Authors: We agree that the abstract and high-level summary would be strengthened by including concrete numerical comparisons. The full Results section already reports detailed feature-metric values, baseline scores, human ratings, and statistical comparisons in tables and figures. We will revise the abstract to include representative quantitative results (e.g., key metric improvements and human preference rates) with pointers to the supporting tables, enabling immediate verification of the SOTA claim. revision: yes
Circularity Check
No significant circularity; derivation is empirically grounded
full rationale
The paper trains MIRAGE (linear backbone + multi-modal features into diffusion model) on external-stimulus vision datasets and reports SOTA metrics on the held-out NSD-Imagery mental-imagery benchmark. The central claim—that such training data are viable for mental-image decoding—rests on cross-domain empirical performance rather than any self-definitional mapping, fitted parameter renamed as prediction, or load-bearing self-citation chain.

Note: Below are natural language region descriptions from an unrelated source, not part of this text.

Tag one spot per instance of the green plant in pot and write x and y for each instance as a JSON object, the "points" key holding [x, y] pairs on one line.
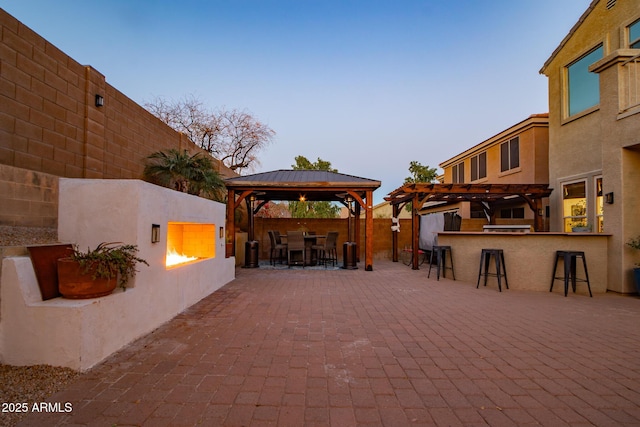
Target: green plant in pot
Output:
{"points": [[635, 244], [97, 272]]}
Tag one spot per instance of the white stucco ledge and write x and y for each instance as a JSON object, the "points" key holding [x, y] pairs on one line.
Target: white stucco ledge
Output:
{"points": [[80, 333], [530, 257]]}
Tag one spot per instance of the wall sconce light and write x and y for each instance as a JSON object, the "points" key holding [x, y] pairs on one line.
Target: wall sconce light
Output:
{"points": [[155, 233], [608, 198]]}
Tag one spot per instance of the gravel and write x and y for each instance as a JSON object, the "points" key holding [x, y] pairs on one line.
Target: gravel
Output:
{"points": [[28, 384], [25, 236]]}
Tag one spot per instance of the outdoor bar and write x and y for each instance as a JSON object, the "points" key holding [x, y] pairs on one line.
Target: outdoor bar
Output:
{"points": [[529, 257]]}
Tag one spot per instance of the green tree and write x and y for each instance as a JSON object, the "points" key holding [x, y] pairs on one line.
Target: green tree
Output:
{"points": [[192, 174], [419, 173], [311, 209]]}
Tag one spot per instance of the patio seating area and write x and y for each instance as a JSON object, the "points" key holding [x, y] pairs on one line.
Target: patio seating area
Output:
{"points": [[384, 347]]}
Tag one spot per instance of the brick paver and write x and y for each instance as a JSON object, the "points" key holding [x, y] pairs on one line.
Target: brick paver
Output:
{"points": [[388, 347]]}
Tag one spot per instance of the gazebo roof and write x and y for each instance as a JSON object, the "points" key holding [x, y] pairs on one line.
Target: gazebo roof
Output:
{"points": [[286, 184]]}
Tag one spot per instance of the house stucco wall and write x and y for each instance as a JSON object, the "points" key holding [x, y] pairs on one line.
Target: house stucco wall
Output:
{"points": [[600, 141]]}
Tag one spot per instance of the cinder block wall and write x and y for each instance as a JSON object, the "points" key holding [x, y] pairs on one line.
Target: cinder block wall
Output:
{"points": [[49, 122], [28, 198]]}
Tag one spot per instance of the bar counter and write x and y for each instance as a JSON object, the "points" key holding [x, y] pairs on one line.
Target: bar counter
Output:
{"points": [[529, 258]]}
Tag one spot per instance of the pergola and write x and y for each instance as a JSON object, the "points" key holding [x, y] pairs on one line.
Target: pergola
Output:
{"points": [[311, 185], [491, 194]]}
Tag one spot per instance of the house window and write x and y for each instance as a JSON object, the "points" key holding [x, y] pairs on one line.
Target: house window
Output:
{"points": [[599, 206], [457, 172], [512, 213], [479, 166], [574, 205], [634, 35], [510, 154], [584, 86]]}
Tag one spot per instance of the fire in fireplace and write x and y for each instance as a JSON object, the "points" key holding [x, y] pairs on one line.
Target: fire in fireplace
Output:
{"points": [[188, 242]]}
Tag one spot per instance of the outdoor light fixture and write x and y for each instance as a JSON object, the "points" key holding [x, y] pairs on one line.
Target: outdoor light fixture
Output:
{"points": [[608, 198], [155, 233]]}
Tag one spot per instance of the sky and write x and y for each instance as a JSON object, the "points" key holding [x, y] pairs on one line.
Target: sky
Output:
{"points": [[368, 85]]}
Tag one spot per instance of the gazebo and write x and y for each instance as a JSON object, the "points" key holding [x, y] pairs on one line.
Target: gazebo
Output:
{"points": [[312, 185], [420, 193]]}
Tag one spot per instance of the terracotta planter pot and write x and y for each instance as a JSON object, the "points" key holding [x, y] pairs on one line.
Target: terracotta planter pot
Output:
{"points": [[74, 284]]}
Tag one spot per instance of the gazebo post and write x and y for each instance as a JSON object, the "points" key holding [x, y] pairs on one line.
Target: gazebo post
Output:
{"points": [[415, 231], [394, 234], [368, 230], [230, 225], [356, 222]]}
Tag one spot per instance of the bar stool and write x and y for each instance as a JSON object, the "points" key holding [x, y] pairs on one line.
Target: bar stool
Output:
{"points": [[570, 261], [501, 269], [440, 253]]}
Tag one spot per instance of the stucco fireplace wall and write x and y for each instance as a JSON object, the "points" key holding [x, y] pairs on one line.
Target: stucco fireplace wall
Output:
{"points": [[81, 333]]}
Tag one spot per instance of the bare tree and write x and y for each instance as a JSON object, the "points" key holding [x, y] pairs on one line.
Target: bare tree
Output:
{"points": [[232, 136]]}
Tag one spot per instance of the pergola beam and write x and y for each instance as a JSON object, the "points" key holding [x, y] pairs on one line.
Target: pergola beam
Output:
{"points": [[420, 193]]}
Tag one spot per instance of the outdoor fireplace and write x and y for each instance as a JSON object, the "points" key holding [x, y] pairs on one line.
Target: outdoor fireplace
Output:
{"points": [[188, 242]]}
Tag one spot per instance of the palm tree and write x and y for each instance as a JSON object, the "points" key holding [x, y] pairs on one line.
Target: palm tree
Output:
{"points": [[186, 173]]}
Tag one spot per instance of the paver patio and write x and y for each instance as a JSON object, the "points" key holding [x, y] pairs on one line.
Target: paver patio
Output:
{"points": [[388, 347]]}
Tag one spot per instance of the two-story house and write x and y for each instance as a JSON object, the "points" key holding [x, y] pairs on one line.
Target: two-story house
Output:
{"points": [[594, 130], [517, 155]]}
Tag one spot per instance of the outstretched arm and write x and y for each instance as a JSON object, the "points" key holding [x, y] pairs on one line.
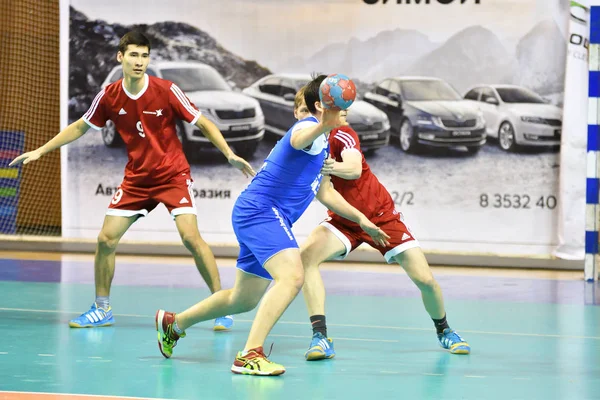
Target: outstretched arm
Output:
{"points": [[334, 201], [212, 133], [67, 135]]}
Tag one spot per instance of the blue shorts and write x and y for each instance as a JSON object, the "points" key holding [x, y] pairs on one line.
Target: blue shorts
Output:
{"points": [[262, 232]]}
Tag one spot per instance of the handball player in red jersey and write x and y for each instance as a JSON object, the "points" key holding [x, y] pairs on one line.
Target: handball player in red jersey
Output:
{"points": [[144, 110]]}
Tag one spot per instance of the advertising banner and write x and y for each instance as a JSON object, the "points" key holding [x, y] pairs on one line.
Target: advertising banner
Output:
{"points": [[459, 111]]}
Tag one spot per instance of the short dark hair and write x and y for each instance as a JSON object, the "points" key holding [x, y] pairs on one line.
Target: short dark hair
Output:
{"points": [[311, 92], [135, 38]]}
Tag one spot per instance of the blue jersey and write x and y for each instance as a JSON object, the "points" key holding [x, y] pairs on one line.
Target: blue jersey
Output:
{"points": [[290, 179]]}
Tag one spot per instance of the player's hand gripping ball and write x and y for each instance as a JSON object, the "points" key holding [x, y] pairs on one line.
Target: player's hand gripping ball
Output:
{"points": [[337, 92]]}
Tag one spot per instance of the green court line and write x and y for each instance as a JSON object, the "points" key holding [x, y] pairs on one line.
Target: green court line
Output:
{"points": [[8, 192], [399, 328], [11, 173]]}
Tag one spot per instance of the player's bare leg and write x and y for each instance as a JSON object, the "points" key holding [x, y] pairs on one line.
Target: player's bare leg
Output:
{"points": [[111, 233], [288, 276], [415, 264], [187, 225], [100, 314], [243, 297], [320, 246]]}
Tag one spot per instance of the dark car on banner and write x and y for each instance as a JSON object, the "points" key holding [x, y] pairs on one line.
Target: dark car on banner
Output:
{"points": [[238, 117], [428, 112], [276, 96]]}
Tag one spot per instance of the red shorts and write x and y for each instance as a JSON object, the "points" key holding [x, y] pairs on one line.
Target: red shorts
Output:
{"points": [[401, 238], [177, 195]]}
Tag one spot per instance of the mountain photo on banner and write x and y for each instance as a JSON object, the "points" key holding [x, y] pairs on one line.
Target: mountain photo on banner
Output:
{"points": [[489, 160], [93, 45]]}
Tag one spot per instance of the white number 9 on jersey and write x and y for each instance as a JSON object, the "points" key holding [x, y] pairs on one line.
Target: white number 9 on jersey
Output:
{"points": [[140, 129]]}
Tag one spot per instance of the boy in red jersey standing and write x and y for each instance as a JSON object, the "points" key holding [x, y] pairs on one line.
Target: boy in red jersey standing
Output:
{"points": [[144, 110]]}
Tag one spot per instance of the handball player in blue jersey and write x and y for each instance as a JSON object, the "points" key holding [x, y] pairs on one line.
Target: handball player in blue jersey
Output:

No equations or sections in the provided text reduce the generalization result to a quantity defined by the model’s own fitted values. The architecture choices and ablation results (low-dimensional image features plus text/high-low guidance) are presented as independent design decisions whose success is measured externally. This is the most common honest non-finding for a methods paper whose test set is distinct from its training distribution.
Axiom & Free-Parameter Ledger
free parameters (1)
- dimensionality of image features
axioms (1)
- domain assumption Large-scale external-stimulus fMRI datasets can serve as effective training data for mental imagery decoding.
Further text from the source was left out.